Quelle discrétion ! Le rapport de la sociologue Marie-Hélène Bacqué et de Mohamed Mechmache le fondateur de AC ! Le Feu a été remis le 8 juillet à François Lamy le ministre de la Ville sans que les médias ne jugent utile d’en faire leurs gros titres. Même sur Internet, le rapport n’est pas très facile à trouver. Sa mise en ligne sur le site du ministère est plutôt confidentielle… mais il y est.

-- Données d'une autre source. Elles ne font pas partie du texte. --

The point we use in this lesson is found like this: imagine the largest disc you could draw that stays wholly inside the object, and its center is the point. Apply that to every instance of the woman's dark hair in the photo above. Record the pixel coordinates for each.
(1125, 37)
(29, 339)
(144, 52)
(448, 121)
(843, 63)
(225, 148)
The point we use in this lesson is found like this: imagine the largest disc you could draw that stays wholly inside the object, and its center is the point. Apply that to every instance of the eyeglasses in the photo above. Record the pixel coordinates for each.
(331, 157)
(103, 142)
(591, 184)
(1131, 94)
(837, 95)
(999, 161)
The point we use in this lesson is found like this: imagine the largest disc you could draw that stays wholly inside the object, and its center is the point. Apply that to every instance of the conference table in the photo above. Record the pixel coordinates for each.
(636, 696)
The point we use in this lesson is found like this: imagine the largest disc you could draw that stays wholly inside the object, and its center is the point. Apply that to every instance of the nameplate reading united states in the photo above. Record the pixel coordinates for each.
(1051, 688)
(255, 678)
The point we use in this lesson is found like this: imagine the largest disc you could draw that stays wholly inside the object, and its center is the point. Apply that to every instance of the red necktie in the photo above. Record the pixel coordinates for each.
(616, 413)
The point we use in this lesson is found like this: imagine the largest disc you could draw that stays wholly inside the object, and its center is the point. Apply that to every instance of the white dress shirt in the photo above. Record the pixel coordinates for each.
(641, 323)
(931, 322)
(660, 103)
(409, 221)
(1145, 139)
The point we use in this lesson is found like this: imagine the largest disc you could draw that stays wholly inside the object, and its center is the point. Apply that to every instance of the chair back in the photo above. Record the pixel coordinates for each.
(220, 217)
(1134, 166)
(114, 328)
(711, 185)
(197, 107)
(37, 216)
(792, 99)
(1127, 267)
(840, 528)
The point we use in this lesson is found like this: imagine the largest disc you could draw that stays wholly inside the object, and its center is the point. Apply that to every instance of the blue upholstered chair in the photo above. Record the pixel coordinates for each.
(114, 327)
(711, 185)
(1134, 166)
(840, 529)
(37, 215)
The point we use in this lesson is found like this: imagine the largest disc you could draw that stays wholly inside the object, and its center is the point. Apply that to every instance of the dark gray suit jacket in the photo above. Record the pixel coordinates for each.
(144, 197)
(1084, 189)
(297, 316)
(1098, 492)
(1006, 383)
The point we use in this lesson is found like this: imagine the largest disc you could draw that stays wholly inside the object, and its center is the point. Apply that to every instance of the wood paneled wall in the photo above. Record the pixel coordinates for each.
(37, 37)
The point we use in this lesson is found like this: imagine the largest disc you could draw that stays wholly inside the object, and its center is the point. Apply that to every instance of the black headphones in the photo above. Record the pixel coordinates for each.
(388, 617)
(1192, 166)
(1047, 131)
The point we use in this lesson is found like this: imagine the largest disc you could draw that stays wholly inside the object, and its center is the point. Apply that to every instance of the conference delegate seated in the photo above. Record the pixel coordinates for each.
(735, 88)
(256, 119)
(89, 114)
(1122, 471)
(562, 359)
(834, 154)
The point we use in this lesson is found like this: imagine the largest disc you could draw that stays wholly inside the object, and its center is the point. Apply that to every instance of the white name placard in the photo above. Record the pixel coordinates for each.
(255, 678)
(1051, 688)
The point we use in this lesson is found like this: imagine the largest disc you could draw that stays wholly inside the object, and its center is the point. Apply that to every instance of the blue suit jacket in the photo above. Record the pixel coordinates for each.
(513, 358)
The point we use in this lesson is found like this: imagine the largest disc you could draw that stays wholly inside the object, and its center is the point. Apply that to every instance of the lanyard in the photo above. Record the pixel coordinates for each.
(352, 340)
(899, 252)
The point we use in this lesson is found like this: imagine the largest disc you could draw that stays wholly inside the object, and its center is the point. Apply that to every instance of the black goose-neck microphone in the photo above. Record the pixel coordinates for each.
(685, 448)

Pourtant il est vraiment bon ce rapport ! Je ne l’ai pas encore lu dans le détail mais les mesures proposées (et bien synthétisées en fin de rapport) sont de nature à transformer radicalement la relation à l’action publique, bien au-delà de la politique de la Ville. Les lecteurs de ce blog y retrouveront bon nombre de mes obsessions : la création d’espaces de dialogue avec les citoyens (les tables de quartier), un financement via une fondation, une ouverture de l’école aux parents et au quartier, une prise en compte des médias, la création d’un statut pour les bénévoles (on n’est pas très loin du projet de reconnaissance du volontariat que nous portions aux Ateliers de la Citoyenneté) sans oublier un investissement important pour la formation des élus et des techniciens et pour la mutualisation des pratiques.
Le collectif Pouvoir d’agir, co-animé par Jean-Pierre Worms, a publié un communiqué qui affirme son plein accord avec les propositions et souhaite que ce soit l’occasion de « démarches radicalement nouvelles en matière de développement du pouvoir d’agir des habitants et de partage du pouvoir de décision sur les politiques publiques ».
12 territoires vont, selon le ministre, pouvoir expérimenter les tables de quartier. Pour le reste, il est beaucoup plus évasif…
Dans la logique d’alliance dont je parlais récemment, il me semble important que ce soit toute la société qui se saisisse de ces propositions pour tenter de rééquilibrer le rapport entre citoyens et politiques. Sinon, encore une fois, on laissera peser sur les plus fragiles la responsabilité de faire bouger les lignes. C’est sur ce point que je continue à avoir un écart avec le collectif Pouvoir d’agir : le développement du pouvoir d’agir des citoyens ne peut se concentrer sur les habitants des quartiers de la politique de la Ville sinon il risque de se transformer en injonction participative à l’égard des milieux populaires. Pour autant, je suis convaincu que les initiatives les plus fortes naîtront (et naissent déjà) dans ces quartiers : considérons-les donc comme des pionniers en avant-garde de toute la société plutôt que comme des personnes isolées (et héroïques) qui s’en sortent par leurs propres moyens malgré l’hostilité de l’environnement. Seuls contre tous ou pionniers d’un nouveau monde commun, il me semble important de choisir la perspective dans laquelle on se place. On ne dessine pas la même société.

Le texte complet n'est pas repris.